Stroke includes all afflictions which hinder the blood flow and thus the oxygen delivery to the brain. Every year about 20 million people around the globe suffer from strokes and in Sweden we have about 30 000 stroke patients yearly. Patients that suffer from stroke are often in need of a long rehabilitation. Consequently the disease causes great suffering for the patient and relatives, and it is a great cost to society.
The brain consumes more oxygen and glucose than any other organ in the body. Although the brain represents only 2% of the body weight, it receives 15% of the cardiac output, 20% of total body oxygen consumption, and 25% of total body glucose utilization.
Hemeproteins are vital oxygen carrying proteins which are present in almost all living organisms, where they transport, store and catalyze chemical reactions of oxygen or oxygen compounds. Recently a new human hemeprotein was discovered and since it is mainly present in nervous tissue it was called Neuroglobin (Ngb).
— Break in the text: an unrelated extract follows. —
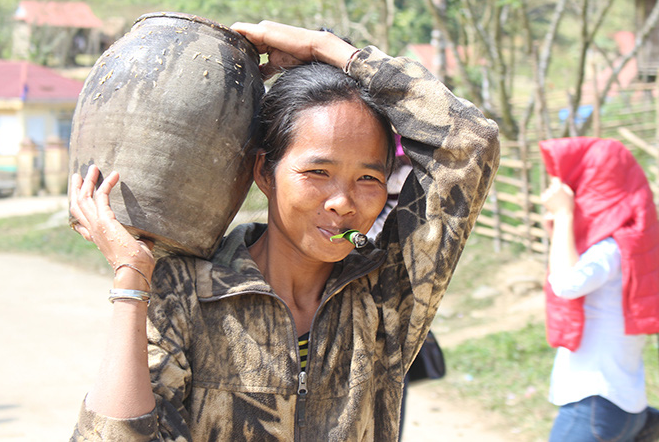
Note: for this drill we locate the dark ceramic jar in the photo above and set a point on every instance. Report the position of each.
(171, 106)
Research conducted on Neuroglobin in mice has shown the protein to have a neuroprotective role upon oxygen deprivation in the brain. But the mechanism by which Ngb protects neural tissue remains unknown. Several hypotheses have been proposed by groups of scientists around the globe. Oxygen storage, scavenging of reactive oxygen compounds and enzymatic activity are just a few. The hemeproteins affect on neuronal electrophysiological activity has not yet been explored. Our research group aims to examine if and how Ngb affects the electrical signaling ability of neurons.
In our research group we are developing methods to study how functional single cells react when they are exposed to different chemical environments in real time. We intend to investigate how Ngb affects the signaling capacity of neurons by studying their electrophysiological activity during hypoxic (oxygen deficient) and anoxic (oxygen free) conditions using the patch-clamp technique. Simultaneously, the oxygenation state of Ngb will be measured by using optical spectroscopy. To accomplish this, a multifunctional microfluidic system enabling the combination of the techniques described below is under development.
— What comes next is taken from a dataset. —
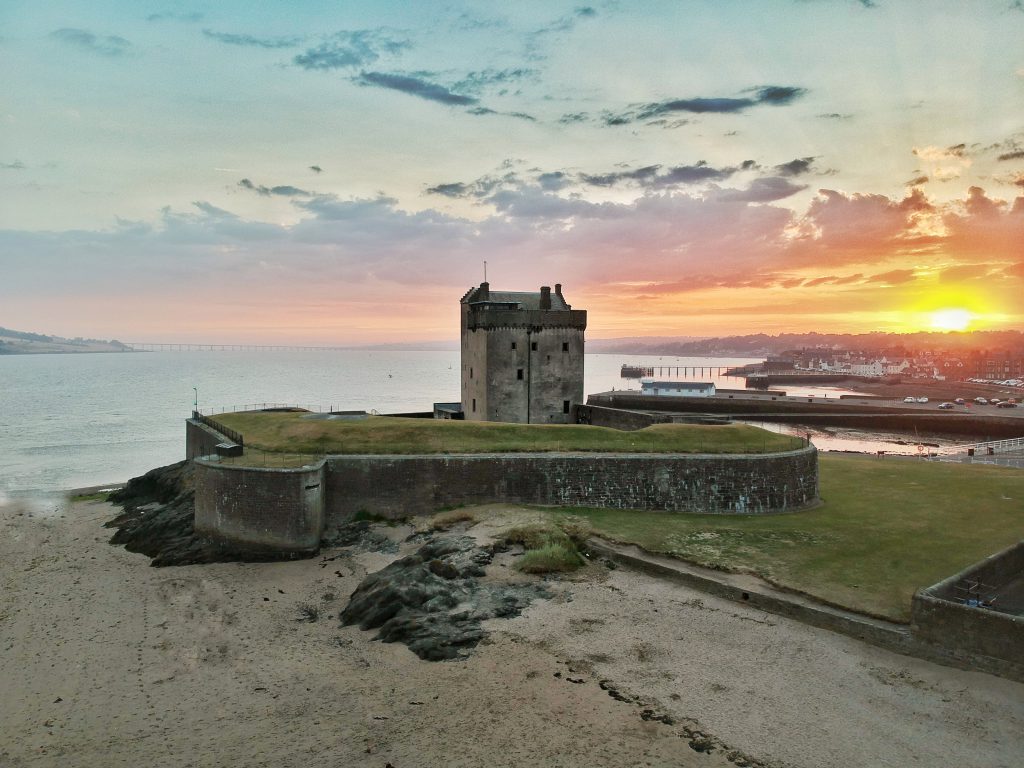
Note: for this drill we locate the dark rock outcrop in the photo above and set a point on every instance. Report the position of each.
(433, 600)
Spectrophotometry is used to measure optical properties of different substances at different wavelengths. Raman spectroscopy uses monochromatic light to get vibrational information about the content, concentration and state of a sample. The two techniques can be combined to identify the oxygenation state of Ngb, i.e. if oxygen is bound or not. Figure 3 shows how the Raman spectrum changes depending on the oxygenation state of the protein.
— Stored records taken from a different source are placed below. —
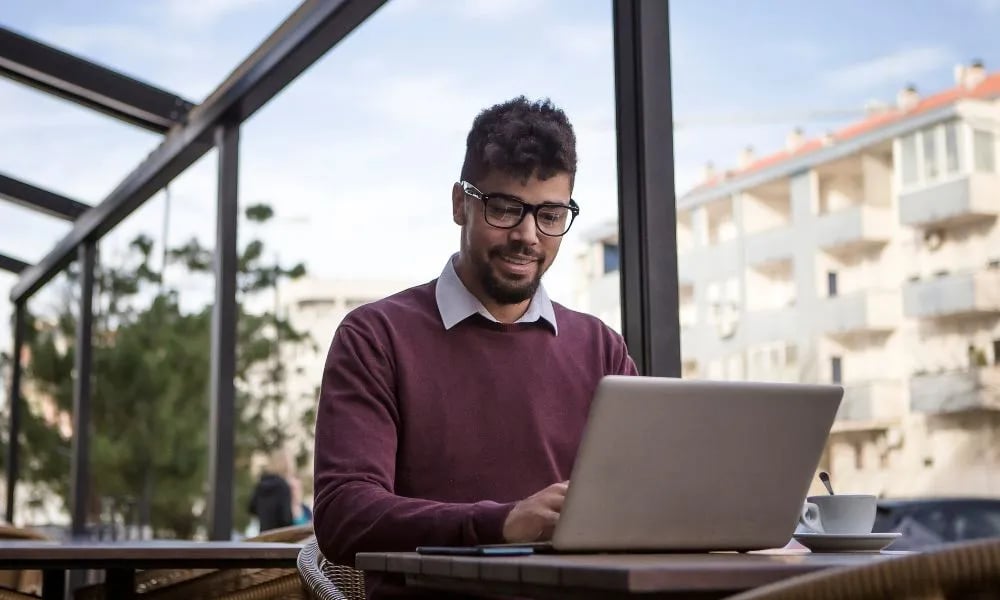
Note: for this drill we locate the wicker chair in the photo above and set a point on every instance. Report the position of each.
(327, 581)
(966, 571)
(232, 584)
(19, 585)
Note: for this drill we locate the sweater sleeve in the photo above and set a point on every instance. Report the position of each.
(357, 425)
(623, 363)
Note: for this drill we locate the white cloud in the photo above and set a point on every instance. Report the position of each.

In order to measure the electrophysiological activity of a cell, a thin glass pipette including an electrode is attached to the cell membrane. An additional reference electrode is set in contact with the liquid surrounding the cell. Electrical currents or voltages over the cell’s membrane are measured over the two electrodes. The principle is shown in Figure 4.
Microfluidic systems consist of micrometer sized channels. The small dimensions of the micro-channels show interesting and unusual properties compared to those of a macro system. For example, the flow of fluids meeting in the channels is laminar; i.e. no turbulence or mixing occur apart from diffusion, see Figure 5. A gas-tight microfluidic system provides full control over the oxygen content in the environment of the sample.
Figure 5: Image of a microfluidic system with micro-channels containing buffers of varying oxygen level.
Optical tweezers base on optical manipulation, where a strongly focused laser light is used to trap and transfer microbiological object, such as cells, without any mechanical contact. The principle of optical trapping is based on the fact that photons carry momentum. When laser light interacts with a biological cell having another refractive index than its environment, the direction of the laser beam will be changed, resulting in change in momentum of the photons. This will generate forces pushing cells to the focus of laser light. Figure 6, shows a schematic image of the principle of optical tweezers.
Our research group has started to study the electrophysiological activity of neurons during hypoxic and normal conditions. The preliminary results show a consistent and reversible depolarization of the membrane potential upon hypoxia, as shown in figure 7. It still remains to investigate which ion channels cause the increase of the activity and how they are affected by the neuroglobin concentration of the cell. The preliminary tests show a need to increase the control of the oxygen level around the neuron in order to reach anoxic conditions. A gas tight multifunctional measurement system is under development. The goal is to enable simultaneous measurements of patch-clamp and optical spectroscopy during controlled oxygen conditions. The ambition is to design a laboratory that fits on a microscope slide. A schematic image of the setup is shown in Figure 8.
Figure 7: Hypoxia had a visible affect on MPN-neurons. 93 % raised their membrane potential (depolarisation) A, and 7 % showed a reduction of the potential (hyperpolarisation) B. The depoarisation was significant (p< 0.001) Fig. C shows the reationship between current and potential (IV-relationship) for the depolarising neurons, the relationship shows involvement of voltage gated ion-channels and mixed ion types. The numbers at each measurement point indicates the number of measurement the point is based upon.